En la mayoría de los casos de la historia reciente los eclipses de Luna han lucido bellos tonos rojizos en la fase de totalidad, al haberse producido sin la presencia de partículas volcánicas, pero aquellos que se han observado tras las mayores erupciones llamaron poderosamente la atención de los astrónomos por sus peculiares características. Entre ellas destaca la protagonizada por el Tambora en 1815, de consecuencias planetarias en el ámbito climático por el antedicho enfriamiento, cuyo segundo centenario se conmemora precisamente ahora, en 2016, dos siglos después del célebre "Año sin verano". El 10 de junio de aquel 1816, la Luna protagonizó uno de los eclipses más oscuros de la historia, despareciendo prácticamente a la vista de los astrónomos en los momentos de la totalidad, cuando en teoría debía haber lucido el típìco color rojizo que ya se conocía en la época gracias a la observación de otros eclipses anteriores en condiciones atmosféricas normales. Un año después de la erupción del Tambora, ocurrida en abril de 1815, el tamaño y densidad de los aerosoles presentes en la estratosfera eran tan notables que se produjo uno de los eclipses más oscuros de la historia, mal presagio para lo que ocurriría en las semanas siguientes: el verano más frío que se había conocido en Europa. Las principales observaciones de este eclipse se deben a los astrónomos Wilhelm Beer y Johan Heinrich von Mädler, quienes lo calificaron de muy oscuro.
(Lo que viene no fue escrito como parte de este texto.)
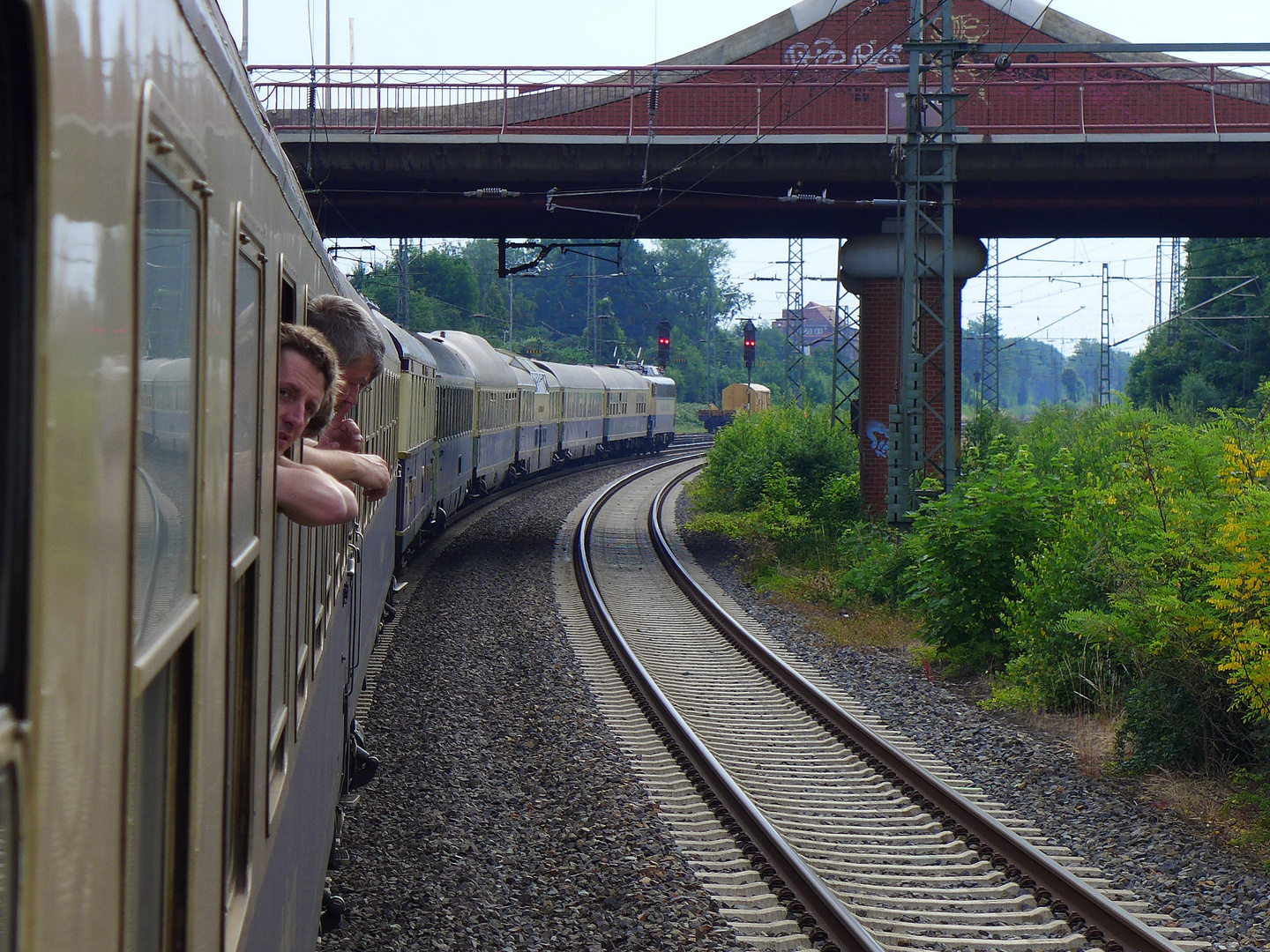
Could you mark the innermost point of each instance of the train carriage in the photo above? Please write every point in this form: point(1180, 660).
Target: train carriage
point(456, 405)
point(582, 417)
point(539, 426)
point(417, 430)
point(497, 410)
point(178, 663)
point(661, 424)
point(626, 409)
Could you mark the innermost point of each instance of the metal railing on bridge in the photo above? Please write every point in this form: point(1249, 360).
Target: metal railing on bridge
point(1168, 98)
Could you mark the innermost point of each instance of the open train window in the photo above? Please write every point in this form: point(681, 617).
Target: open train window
point(17, 349)
point(285, 611)
point(165, 606)
point(17, 339)
point(242, 631)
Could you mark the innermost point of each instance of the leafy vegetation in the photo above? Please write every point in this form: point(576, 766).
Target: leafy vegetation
point(1111, 562)
point(1211, 358)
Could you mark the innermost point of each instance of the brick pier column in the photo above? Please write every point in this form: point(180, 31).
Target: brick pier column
point(871, 270)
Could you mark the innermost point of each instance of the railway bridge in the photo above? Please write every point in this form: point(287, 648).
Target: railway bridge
point(796, 127)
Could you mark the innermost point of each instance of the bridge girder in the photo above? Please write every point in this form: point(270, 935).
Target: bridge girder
point(413, 185)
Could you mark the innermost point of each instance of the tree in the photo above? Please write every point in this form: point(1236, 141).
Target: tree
point(1229, 355)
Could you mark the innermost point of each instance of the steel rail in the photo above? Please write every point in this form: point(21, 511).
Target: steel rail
point(475, 504)
point(1086, 909)
point(779, 862)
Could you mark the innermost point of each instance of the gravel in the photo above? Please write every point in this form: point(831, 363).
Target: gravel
point(503, 815)
point(1113, 822)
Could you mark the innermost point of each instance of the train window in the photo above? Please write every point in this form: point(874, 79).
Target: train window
point(165, 608)
point(240, 732)
point(159, 818)
point(245, 473)
point(244, 551)
point(286, 294)
point(17, 348)
point(163, 565)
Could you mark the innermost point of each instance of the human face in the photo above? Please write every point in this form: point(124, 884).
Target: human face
point(355, 377)
point(300, 391)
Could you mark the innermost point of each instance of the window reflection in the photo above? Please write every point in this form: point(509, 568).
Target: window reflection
point(163, 564)
point(247, 403)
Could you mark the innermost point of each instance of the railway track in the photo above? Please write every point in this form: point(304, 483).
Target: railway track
point(430, 550)
point(811, 822)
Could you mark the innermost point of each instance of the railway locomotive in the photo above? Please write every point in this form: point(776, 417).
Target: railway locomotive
point(178, 663)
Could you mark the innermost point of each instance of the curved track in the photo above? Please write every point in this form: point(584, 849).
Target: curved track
point(810, 818)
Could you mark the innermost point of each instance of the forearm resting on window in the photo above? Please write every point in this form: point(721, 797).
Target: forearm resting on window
point(309, 496)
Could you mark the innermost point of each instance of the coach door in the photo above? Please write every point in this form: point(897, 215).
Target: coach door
point(165, 602)
point(243, 646)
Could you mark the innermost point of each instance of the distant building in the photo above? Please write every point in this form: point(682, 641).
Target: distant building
point(817, 325)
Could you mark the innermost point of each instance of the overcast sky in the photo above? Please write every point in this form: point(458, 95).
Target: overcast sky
point(1057, 286)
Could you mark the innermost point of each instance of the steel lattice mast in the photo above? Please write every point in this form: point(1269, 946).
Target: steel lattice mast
point(990, 348)
point(927, 178)
point(1105, 340)
point(846, 361)
point(794, 342)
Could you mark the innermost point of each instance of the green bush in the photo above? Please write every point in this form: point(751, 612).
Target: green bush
point(967, 550)
point(874, 560)
point(746, 452)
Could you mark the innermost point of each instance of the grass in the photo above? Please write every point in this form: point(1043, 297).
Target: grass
point(813, 594)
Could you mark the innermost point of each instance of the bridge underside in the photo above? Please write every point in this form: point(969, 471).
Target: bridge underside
point(1056, 187)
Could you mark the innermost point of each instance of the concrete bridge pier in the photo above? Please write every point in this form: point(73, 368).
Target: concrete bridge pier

El volcán Pinatubo y los eclipses de final del siglo XX
Junto a estas líneas se reproducen fotografías tomadas por el autor en el Observatorio de Torremocha del Jiloca (Teruel) que corresponden a los eclipses totales de Luna de los años 1985, 1989, 1992, 1997 y 2000. En ellas se puede apreciar la gama de matices cromáticos que ofrece la imagen lunar durante la fase de totalidad, pero como se puede apreciar es especialmente llamativa la foto correspondiente al eclipse de diciembre de 1992, mucho más oscura. Este eclipse se produjo un año y medio después de la gran erupción del volcán Pinatubo, en Filipinas, acaecida en junio de 1991. Sus cenizas y gases fueron lanzados a la alta atmósfera durante la última erupción pliniana del siglo XX, cuyos efectos climáticos fueron corroborados por la NASA meses más tarde, cuando se observó un enfriameniento global de 0,6 ºC.
Las consecuencias globales de la erupción del Pinatubo, no obstante, apenas fueron apreciadas en el conjunto del planeta, ya que coincidió con uno de los momentos más notables del calentamiento global observado en las décadas de los 80 y los 90 del siglo XX. En España, en cualquier caso, pese a la gran estabilidad atmosférica y el dominio de tiempo anticiclónico, el mes de enero de1992 fue especialmente frío, con temperaturas medias mensuales negativas en algunos observatorios donde no es habitual esta circunstancia. De hecho, estudios como el de Alan Robock indican que el invierno 1991-92 fue más bien cálido en el conjunto de Europa, en contraste a lo ocurrido en España. Lo cierto es que durante 1992 aún era evidente la presencia de aerosoles volcánicos en la estratosfera, tal como quedó patente en los testimonios de numerosos astrónomos que observaron en diciembre de aquel año uno de los eclipses de Luna más oscuros del siglo XX.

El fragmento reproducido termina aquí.